If those sound like Jindal campaign talking points, well, they are. So consider the event a reminder that impressions matter, particularly when voters aren’t so familiar with the details of a politician’s record — and haven’t been living with frustration over Jindal’s steep spending cuts, flip-flop on Common Core, embrace of divisive “religious freedom” measures and use of budget gimmicks to create a false impression that taxes are not going up.
And consider it a reminder that, as unpopular as he is at home, as poorly as he can perform on television, as amateurish and nakedly ambitious as his efforts can seem, Jindal’s got a real talent for campaigning.
His relaxed, accessible performance echoed less his eight years as governor than his early days on the campaign trail. It almost felt like his first, impressive but ultimately failed gubernatorial campaign in 2003, the last time Jindal had to actually go out and win over voters. Lawmakers and fellow statewide elected officials complain they rarely speak to the governor, but at the town hall, and presumably at the many others he’s staging in small, early voting states, he stays until everyone’s gone.
As for substance, Jindal proved he still has the keen audience sense he exhibited way back when. While he’s been pounding the argument that Christians should not be forced to provide services to same-sex couples who can now legally marry, here he didn’t bring up the topic in his own remarks and used a more conciliatory tone when answering a question on the subject. That’s smart politics in a state in which his usual confrontational rhetoric could be a turn-off.
And he easily rolled out answers that might have prompted a “yes, but” from his constituents. He talked of eliminating 30,000 “bureaucrats” — a total that includes the employees who moved over to privatized state hospitals and who probably don’t consider, say, nursing a paper-pushing job. He criticized Washington’s revolving door but didn’t mention that Bob Livingston, the chairman of the Jindal-affiliated super PAC that sponsored the event, became one of Washington’s most successful lobbyists after he quit.
He brushed off one unusually informed question about his veto of a measure that would have cut off state funding for his traveling security detail while he campaigns — and drew hearty applause for pushing back.

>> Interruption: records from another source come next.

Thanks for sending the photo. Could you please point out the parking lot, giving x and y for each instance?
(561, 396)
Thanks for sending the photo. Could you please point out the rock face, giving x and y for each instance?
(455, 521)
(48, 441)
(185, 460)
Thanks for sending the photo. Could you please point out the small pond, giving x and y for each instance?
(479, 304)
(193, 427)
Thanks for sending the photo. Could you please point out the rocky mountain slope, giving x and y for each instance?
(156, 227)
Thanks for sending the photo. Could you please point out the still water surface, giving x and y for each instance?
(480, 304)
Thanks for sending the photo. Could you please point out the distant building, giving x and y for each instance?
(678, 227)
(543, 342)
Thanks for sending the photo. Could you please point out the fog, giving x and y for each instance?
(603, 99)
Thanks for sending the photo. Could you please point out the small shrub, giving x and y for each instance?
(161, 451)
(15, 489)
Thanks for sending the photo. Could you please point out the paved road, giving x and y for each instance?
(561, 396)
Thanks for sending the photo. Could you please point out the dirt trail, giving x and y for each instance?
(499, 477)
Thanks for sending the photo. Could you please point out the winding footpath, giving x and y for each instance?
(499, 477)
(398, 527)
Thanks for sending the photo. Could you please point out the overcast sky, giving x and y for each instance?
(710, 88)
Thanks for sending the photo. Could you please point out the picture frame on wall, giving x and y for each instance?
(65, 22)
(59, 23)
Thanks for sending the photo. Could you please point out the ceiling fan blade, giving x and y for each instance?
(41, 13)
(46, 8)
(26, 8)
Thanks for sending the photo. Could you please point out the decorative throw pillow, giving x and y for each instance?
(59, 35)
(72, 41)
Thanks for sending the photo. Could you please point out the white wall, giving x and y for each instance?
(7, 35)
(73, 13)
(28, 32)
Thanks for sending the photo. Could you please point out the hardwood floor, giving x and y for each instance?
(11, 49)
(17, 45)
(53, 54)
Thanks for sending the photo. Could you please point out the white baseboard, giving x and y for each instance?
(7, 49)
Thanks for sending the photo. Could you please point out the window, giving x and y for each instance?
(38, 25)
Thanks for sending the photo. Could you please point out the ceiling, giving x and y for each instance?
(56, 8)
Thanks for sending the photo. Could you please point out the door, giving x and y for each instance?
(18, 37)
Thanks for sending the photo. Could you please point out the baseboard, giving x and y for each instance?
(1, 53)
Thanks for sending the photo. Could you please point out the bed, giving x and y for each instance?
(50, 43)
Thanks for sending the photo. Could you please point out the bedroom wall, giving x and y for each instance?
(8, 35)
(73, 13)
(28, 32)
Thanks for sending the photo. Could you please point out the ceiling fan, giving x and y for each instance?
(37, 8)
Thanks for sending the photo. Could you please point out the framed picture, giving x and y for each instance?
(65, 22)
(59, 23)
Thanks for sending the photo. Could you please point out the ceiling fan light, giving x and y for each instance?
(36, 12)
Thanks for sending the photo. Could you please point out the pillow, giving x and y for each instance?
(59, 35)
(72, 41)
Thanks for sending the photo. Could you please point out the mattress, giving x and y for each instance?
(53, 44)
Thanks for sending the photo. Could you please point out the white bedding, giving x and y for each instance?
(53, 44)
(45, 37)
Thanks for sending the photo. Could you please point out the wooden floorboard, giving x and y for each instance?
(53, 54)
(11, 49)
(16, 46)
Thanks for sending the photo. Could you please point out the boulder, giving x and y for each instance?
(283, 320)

Jindal, of course, remains a long shot, and he’s still facing the devastating prospect of being cut out of the national debates that start next month.
But for all of those who scoff at his campaign, it’s worth considering why he thinks he might be able to pull this off. The bloom is off back home, but this is a politician who can still turn the occasional head when he’s away.

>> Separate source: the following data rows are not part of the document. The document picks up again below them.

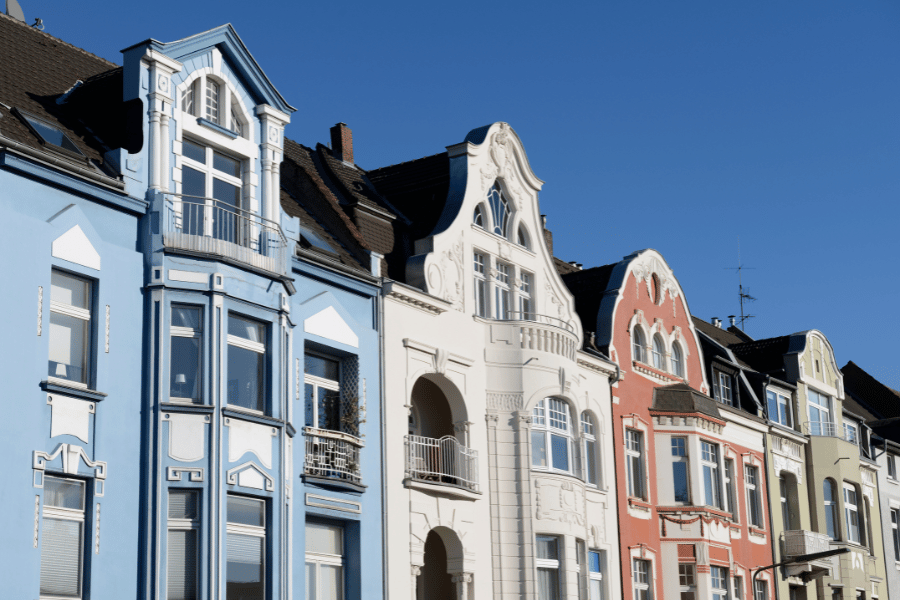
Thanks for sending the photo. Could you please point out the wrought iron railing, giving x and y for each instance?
(332, 454)
(444, 461)
(211, 226)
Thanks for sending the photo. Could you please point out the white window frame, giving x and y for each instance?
(319, 559)
(550, 565)
(549, 421)
(182, 524)
(82, 314)
(66, 514)
(752, 485)
(187, 332)
(634, 462)
(710, 461)
(321, 382)
(482, 304)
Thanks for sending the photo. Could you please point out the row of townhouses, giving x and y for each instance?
(246, 368)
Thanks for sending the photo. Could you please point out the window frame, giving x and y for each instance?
(86, 316)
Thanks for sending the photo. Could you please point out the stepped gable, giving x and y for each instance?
(881, 401)
(36, 69)
(306, 196)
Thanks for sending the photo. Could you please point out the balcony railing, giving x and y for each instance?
(800, 541)
(332, 454)
(443, 461)
(210, 226)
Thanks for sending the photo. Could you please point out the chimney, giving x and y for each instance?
(342, 142)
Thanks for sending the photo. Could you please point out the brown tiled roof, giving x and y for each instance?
(880, 399)
(36, 69)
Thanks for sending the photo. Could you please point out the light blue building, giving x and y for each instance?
(200, 389)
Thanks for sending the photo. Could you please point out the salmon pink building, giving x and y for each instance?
(689, 453)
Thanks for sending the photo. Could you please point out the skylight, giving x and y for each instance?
(52, 134)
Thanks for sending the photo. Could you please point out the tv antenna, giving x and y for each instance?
(743, 293)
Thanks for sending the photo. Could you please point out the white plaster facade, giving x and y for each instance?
(478, 379)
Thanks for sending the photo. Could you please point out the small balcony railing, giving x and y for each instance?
(332, 454)
(799, 541)
(444, 461)
(210, 226)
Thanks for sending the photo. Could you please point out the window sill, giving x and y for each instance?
(78, 392)
(252, 416)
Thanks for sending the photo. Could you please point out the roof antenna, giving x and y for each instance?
(743, 293)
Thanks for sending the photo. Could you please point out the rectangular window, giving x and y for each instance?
(596, 566)
(687, 582)
(323, 392)
(754, 503)
(719, 577)
(186, 341)
(502, 292)
(642, 578)
(525, 303)
(481, 305)
(70, 328)
(547, 563)
(895, 530)
(634, 457)
(324, 561)
(246, 530)
(181, 549)
(780, 409)
(246, 363)
(709, 459)
(680, 470)
(851, 513)
(62, 537)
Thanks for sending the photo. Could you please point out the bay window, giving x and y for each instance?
(324, 561)
(62, 537)
(181, 549)
(246, 547)
(186, 342)
(70, 328)
(246, 363)
(551, 435)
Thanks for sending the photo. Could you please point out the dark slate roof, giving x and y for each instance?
(35, 70)
(882, 401)
(588, 286)
(682, 398)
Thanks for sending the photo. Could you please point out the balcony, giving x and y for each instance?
(443, 462)
(332, 456)
(212, 227)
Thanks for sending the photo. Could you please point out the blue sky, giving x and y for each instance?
(689, 127)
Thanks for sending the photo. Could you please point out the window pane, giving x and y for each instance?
(246, 511)
(69, 338)
(63, 493)
(322, 538)
(193, 151)
(181, 576)
(539, 449)
(560, 450)
(61, 557)
(321, 367)
(184, 372)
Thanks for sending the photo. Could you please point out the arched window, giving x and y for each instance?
(659, 353)
(478, 217)
(499, 209)
(638, 345)
(551, 435)
(677, 360)
(522, 237)
(831, 508)
(591, 460)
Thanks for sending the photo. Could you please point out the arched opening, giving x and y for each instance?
(435, 583)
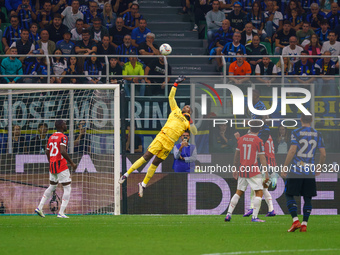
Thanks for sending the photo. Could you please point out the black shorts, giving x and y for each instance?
(300, 187)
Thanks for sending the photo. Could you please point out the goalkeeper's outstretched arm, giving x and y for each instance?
(172, 101)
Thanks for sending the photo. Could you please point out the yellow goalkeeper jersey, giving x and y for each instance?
(176, 123)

Nothing sums up Jindal’s two worlds better than the disparity between a pair of editorials that appeared over the last couple of days.
Keying in on Jindal’s contention that Democratic front-runners Hillary Clinton and Bernie Sanders “would both turn us into Greece,” The Advocate’s editorial board wrote, “When it comes to fiscal irresponsibility, Jindal is hardly in a position to wag his finger at others. There are nearly two dozen men and women running for president in 2016, but none of the candidates has come as close to bankrupting a government as Bobby Jindal.”
Meanwhile, New Hampshire’s Union Leader followed up Jindal’s visit by labeling him a “compelling figure with the courage of his convictions.”
Yep, Jindal is surely finding New Hampshire awfully nice this summer. And it’s definitely not just the weather.